PHOENIX- California public power credits should remain strong through a "radical transformation" of the state's energy supply caused by legislative mandates to reduce greenhouse gas emissions, Fitch Ratings said Tuesday.
In 2006 California enacted a law that required a reduction to 1990 greenhouse gas emission levels by 2020, and legislation enacted this month requires a reduction in greenhouse gas emissions to 40% below 1990 levels by 2030.
"Driven largely by legislative initiatives requiring the expanded the use of renewable energy resources and a reduction in greenhouse gas emissions, the state's policy objectives are having a direct impact on utility finances and operations," Fitch said. "Thus far, California's public power utilities have risen to the challenge and preserved credit quality throughout the process, and Fitch expects this success to continue as the state pursues a new energy economy."

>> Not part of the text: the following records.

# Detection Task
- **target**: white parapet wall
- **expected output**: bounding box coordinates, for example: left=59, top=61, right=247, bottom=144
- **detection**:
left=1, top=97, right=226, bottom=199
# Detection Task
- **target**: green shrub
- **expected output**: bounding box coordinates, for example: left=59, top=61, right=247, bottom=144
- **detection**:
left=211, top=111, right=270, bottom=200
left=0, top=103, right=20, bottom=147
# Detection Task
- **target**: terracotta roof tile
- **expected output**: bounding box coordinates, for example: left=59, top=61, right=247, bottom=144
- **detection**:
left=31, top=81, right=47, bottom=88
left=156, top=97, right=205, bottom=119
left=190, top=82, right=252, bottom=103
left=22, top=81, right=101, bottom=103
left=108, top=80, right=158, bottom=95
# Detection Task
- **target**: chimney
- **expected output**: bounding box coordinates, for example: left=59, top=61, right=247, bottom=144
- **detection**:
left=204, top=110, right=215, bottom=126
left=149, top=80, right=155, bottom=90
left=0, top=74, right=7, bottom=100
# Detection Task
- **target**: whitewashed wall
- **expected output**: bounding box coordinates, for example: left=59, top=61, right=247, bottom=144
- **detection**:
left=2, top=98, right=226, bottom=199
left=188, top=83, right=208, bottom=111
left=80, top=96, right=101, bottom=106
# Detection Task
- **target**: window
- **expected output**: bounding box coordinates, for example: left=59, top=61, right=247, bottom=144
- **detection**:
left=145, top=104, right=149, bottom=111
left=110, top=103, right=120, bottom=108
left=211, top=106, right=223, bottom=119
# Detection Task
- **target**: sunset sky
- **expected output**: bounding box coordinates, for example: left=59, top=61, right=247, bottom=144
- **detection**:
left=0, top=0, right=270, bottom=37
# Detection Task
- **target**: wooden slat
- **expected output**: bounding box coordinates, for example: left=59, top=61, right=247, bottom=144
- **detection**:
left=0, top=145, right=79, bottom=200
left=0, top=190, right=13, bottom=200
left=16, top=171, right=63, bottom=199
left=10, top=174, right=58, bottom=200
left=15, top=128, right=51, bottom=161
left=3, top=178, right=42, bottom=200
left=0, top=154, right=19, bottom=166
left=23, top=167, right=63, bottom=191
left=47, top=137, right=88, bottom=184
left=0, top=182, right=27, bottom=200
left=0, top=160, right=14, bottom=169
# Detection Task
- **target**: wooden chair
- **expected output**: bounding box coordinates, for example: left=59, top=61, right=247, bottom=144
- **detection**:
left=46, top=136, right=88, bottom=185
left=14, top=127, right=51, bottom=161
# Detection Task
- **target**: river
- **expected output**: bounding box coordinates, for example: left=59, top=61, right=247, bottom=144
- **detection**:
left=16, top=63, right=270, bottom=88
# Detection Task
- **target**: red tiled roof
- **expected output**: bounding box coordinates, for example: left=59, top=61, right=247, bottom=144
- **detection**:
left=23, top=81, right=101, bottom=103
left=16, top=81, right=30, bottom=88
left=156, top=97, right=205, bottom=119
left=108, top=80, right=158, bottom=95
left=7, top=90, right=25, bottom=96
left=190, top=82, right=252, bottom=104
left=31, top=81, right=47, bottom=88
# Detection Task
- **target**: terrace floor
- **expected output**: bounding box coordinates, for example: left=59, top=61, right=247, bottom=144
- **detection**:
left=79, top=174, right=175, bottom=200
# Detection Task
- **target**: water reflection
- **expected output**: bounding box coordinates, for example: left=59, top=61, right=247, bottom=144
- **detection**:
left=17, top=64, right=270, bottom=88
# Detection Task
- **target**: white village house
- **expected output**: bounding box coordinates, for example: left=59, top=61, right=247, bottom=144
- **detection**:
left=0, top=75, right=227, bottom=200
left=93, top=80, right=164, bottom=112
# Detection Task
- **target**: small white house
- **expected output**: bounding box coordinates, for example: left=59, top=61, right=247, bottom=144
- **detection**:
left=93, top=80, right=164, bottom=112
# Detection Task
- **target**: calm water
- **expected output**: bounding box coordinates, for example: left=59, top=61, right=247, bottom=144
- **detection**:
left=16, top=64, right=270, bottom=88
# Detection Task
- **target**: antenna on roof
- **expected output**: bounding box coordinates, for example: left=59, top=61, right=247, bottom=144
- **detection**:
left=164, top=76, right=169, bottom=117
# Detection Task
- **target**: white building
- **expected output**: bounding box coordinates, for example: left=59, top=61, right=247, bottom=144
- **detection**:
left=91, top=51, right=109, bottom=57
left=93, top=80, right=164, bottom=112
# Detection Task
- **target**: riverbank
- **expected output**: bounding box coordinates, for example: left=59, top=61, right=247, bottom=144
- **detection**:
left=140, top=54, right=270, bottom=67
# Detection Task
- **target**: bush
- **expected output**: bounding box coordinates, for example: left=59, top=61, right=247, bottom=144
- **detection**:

Beginning in 2006, the state's power utilities began changing to comply with two key components of the legislation – the renewable portfolio standard (RPS) and greenhouse gas emission reduction goals. The RPS is the main driver of the power supply transformation of public power utilities, Fitch said, as it requires power suppliers to generate or purchase a certain portion of the electricity sold to retail customers from eligible renewable resources. The standard began at 20% in 2013, rises to 33% in 2020, and reaches a maximum of 50% by 2030. According to the California Energy Commission, California supplied nearly 25% of its energy from eligible renewable sources in 2014, up from 10.6% in 2008.
"Complying with the myriad of environmental regulations has generally resulted in higher operating costs for California's public power utilities, which must be paid for by electric consumers," Fitch said. The higher costs are not only attributable to the addition of required renewable resources (including wind or solar generation) , but also result from legacy costs related to the ownership of, or contractual positions in, existing resources (coal and natural-gas fired generation and large hydro projects) that cannot be easily or quickly terminated."
While the declining cost of renewable energy and low natural gas prices have offset some of the cost increases, California electricity prices have managed to well outpace the nation, increasing 48% over the last decade according to the U.S. Energy Information Administration against a national average of only 32% over the same period.
"Public power utilities have generally passed the full cost of compliance through to consumers, which has resulted in higher electric rates, but preserved financial margins and credit quality through this period of transformation," Fitch said. "Fitch expects the trend of higher costs and full recovery to continue, and public power credit quality to remain strong through the second decade of transformation."